- June 3, 2013
- Posted by: Madrigal Admin
- Category: Word of the Week Blog
This week’s word of the week, igogogo, is part of the vibrant musical culture of the Zulu people of South Africa. Maskanda is a form of rhythmic and repetitive guitar picking that originated among Zulu migrant labourers when their rural homes to work in the cities and live in the townships. They have been called Zulu troubadours. Some of them played igogogos.
Modern maskanda is marketed with kit drums, synthesisers and digital beats and “lashings of musical cheese”. Its style is combined with mbaqanga (township jive) and other international influences.
Original maskanda is simpler, bluesier and sung and played on acoustic guitars. The best traditional maskanda player was Shiyani Ngcobo who, perhaps, was more popular overseas than in his homeland.
I discovered his only CD in a music shop in Leichhardt, Sydney, several years ago. Introducing Shiyani Ngcobo is full of rhythmic energy. I can’t understand a word of the Xhosa (the Zulu language) but the emotion is unmistakable. It is one of my favourite albums.

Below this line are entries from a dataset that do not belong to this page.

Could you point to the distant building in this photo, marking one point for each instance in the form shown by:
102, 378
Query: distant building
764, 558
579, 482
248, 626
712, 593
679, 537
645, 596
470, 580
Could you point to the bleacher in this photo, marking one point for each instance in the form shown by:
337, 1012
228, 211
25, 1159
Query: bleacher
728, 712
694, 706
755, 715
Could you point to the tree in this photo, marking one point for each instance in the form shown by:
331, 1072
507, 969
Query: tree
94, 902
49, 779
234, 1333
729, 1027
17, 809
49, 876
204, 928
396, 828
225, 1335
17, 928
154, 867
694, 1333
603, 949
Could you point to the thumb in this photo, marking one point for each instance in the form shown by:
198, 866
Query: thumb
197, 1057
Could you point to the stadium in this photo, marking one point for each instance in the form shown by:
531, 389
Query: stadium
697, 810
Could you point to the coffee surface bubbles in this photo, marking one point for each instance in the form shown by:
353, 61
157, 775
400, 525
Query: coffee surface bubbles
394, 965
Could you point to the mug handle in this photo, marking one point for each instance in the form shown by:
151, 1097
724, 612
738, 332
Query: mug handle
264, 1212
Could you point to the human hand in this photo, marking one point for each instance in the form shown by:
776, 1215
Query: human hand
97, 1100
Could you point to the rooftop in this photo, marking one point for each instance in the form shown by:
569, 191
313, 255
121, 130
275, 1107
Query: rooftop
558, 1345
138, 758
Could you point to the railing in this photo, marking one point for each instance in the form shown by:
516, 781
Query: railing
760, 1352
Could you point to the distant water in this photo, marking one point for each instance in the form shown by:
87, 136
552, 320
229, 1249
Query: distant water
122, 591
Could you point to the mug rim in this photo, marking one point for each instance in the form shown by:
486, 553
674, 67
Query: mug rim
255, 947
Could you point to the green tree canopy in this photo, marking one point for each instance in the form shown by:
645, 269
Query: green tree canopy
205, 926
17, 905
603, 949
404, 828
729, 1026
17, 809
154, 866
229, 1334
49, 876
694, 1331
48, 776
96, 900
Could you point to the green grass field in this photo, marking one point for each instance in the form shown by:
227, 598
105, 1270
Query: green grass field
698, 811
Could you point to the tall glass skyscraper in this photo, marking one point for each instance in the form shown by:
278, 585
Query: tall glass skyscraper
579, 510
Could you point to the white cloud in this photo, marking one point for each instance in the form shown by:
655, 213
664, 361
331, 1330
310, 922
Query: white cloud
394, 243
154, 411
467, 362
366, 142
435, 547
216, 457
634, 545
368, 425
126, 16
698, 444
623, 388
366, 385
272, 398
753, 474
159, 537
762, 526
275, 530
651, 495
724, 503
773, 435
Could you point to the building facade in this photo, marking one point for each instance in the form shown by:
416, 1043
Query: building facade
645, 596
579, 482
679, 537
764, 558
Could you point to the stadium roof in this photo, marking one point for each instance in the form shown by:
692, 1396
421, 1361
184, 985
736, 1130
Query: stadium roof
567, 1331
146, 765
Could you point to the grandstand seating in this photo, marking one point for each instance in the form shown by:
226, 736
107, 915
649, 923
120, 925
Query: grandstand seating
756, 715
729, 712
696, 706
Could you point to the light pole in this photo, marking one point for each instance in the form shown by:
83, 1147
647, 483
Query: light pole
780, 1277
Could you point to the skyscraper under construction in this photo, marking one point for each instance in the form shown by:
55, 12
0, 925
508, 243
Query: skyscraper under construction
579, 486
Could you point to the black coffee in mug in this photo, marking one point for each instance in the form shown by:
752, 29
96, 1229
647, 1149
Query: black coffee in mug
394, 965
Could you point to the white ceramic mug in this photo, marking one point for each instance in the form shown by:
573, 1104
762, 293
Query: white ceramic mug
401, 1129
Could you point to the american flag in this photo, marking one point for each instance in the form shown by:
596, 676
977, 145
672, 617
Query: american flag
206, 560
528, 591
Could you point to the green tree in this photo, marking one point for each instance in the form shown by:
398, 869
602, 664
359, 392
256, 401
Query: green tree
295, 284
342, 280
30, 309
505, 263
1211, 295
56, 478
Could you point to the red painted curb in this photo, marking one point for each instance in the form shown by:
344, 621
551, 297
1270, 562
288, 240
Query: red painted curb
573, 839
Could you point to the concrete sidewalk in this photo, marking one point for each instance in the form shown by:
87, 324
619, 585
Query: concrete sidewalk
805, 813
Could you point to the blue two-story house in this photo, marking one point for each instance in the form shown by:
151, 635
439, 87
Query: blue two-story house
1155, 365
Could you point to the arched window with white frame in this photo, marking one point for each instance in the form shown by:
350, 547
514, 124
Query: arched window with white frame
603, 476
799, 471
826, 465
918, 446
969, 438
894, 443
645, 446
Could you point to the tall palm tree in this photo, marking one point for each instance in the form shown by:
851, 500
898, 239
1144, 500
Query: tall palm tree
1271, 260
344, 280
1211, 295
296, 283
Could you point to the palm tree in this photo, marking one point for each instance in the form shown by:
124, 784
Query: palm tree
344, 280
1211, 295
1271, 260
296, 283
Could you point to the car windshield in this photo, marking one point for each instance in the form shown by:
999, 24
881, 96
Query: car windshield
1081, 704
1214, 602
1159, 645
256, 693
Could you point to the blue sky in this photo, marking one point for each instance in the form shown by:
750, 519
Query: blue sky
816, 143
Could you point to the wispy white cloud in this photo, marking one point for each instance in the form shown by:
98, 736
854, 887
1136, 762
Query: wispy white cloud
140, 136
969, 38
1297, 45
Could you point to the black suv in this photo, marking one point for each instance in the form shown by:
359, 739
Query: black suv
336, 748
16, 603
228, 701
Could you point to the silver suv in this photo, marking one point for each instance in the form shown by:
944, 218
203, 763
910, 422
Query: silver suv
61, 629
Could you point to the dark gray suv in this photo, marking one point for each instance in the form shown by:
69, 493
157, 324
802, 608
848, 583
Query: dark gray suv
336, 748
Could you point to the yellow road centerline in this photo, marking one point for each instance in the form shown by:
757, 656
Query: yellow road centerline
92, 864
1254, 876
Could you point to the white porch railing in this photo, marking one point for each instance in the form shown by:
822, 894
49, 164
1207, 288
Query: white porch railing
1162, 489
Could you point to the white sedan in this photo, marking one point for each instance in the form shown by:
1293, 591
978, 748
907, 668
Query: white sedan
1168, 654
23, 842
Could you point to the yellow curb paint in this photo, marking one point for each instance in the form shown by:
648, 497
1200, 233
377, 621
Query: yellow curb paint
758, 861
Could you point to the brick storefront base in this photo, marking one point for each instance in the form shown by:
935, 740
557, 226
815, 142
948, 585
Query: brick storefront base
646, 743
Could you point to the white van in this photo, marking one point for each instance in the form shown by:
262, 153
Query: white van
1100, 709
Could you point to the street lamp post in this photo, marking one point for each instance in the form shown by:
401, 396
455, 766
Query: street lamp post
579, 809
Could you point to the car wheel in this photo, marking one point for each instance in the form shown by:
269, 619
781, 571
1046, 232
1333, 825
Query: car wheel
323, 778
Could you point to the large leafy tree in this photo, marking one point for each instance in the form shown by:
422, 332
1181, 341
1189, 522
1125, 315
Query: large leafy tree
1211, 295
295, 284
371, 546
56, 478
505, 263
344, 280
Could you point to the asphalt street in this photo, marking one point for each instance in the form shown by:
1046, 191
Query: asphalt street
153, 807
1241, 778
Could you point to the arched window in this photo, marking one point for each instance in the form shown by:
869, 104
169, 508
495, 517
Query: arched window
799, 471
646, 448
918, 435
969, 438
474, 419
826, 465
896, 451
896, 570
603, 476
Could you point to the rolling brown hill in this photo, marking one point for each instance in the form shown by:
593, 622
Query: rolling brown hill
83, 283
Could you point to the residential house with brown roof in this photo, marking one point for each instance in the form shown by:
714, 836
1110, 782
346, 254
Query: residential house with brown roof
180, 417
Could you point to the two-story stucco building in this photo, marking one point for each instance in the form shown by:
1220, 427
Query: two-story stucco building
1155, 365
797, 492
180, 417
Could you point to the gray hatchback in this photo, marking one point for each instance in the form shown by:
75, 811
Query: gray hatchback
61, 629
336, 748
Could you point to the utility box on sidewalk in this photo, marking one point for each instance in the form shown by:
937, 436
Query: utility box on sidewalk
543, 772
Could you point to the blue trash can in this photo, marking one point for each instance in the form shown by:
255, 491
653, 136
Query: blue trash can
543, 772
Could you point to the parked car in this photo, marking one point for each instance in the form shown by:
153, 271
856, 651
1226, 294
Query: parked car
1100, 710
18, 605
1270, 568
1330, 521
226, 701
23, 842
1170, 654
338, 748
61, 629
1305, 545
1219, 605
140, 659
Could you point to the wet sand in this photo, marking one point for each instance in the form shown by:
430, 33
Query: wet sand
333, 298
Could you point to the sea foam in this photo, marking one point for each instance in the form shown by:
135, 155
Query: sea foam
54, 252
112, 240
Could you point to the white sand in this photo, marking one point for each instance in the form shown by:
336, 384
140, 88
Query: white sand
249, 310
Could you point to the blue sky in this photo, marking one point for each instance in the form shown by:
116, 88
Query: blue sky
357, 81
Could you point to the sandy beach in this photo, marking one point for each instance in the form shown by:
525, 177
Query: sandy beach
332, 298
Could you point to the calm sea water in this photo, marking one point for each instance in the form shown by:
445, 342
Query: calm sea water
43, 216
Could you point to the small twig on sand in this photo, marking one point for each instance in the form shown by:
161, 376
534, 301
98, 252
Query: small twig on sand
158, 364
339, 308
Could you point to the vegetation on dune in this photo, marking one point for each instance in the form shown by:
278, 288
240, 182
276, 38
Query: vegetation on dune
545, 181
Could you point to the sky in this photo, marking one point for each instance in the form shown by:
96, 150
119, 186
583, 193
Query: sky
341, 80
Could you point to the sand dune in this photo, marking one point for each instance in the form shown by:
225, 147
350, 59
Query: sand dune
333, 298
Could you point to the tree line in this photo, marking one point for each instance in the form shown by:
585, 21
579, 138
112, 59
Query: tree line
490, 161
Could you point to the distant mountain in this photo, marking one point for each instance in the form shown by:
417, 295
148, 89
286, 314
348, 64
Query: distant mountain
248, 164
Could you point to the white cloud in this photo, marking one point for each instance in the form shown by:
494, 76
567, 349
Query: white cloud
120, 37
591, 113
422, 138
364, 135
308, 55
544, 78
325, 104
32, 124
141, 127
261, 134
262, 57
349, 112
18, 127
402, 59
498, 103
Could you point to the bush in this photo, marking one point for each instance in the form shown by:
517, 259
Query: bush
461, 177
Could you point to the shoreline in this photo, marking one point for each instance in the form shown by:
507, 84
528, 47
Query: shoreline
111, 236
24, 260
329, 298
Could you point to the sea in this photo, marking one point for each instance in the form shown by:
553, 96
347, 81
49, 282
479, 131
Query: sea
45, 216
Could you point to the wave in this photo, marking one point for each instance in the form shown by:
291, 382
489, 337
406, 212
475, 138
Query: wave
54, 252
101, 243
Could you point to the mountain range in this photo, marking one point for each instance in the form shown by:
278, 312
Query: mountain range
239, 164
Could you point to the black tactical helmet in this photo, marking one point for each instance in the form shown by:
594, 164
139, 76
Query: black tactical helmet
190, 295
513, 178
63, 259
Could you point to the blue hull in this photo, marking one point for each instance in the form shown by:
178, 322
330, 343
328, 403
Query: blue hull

Whereas modern maskanda is nationalistic and about Zulu pride, Ngcobo’s music is about relationships and vulnerability. When Ngcobo first toured France he was dubbed the “Zulu Bluesman” and this description is spot on. Think Robert Johnson.
Sevelina is one track on the album that is very significant. It is a traditional maskanda piece Ngcobo was taught by his brother when he was 13. This song gave him his lifelong fascination and love of maskanda. Ngcobo sings the track solo and plays an igogogo. Watch it on YouTube.
The igogogo is a form of guitar that uses a five litre petrol or cooking oil can as the sound box, a piece of wood as the fret board and is strung with fishing wire or unravelled bicycle brake wire. Some have 6 strings like a regular guitar, but most are made with 3 or 4, and are either fretted or fretless. You can find instructions on how to make one here. It may sound a bit cargo-cultish but the Africans have used all sorts of things in their history to make their guitars from gourds, to carved wood to tortoise-shells. There is even a company selling electrified igogogos on the web. The igogogo is also called a ramkie and is sometimes also known, wonderfully, as an Afri-can!
To get sounds like this from any instrument is an accomplishment but from such a makeshift instrument it is extraordinary. Those guitarists with all the best equipment should have a look at what this man could do with an oil-can. Alas, Shiyani Ngcobo died in 2011, aged 58, so this is my little tribute to his memory.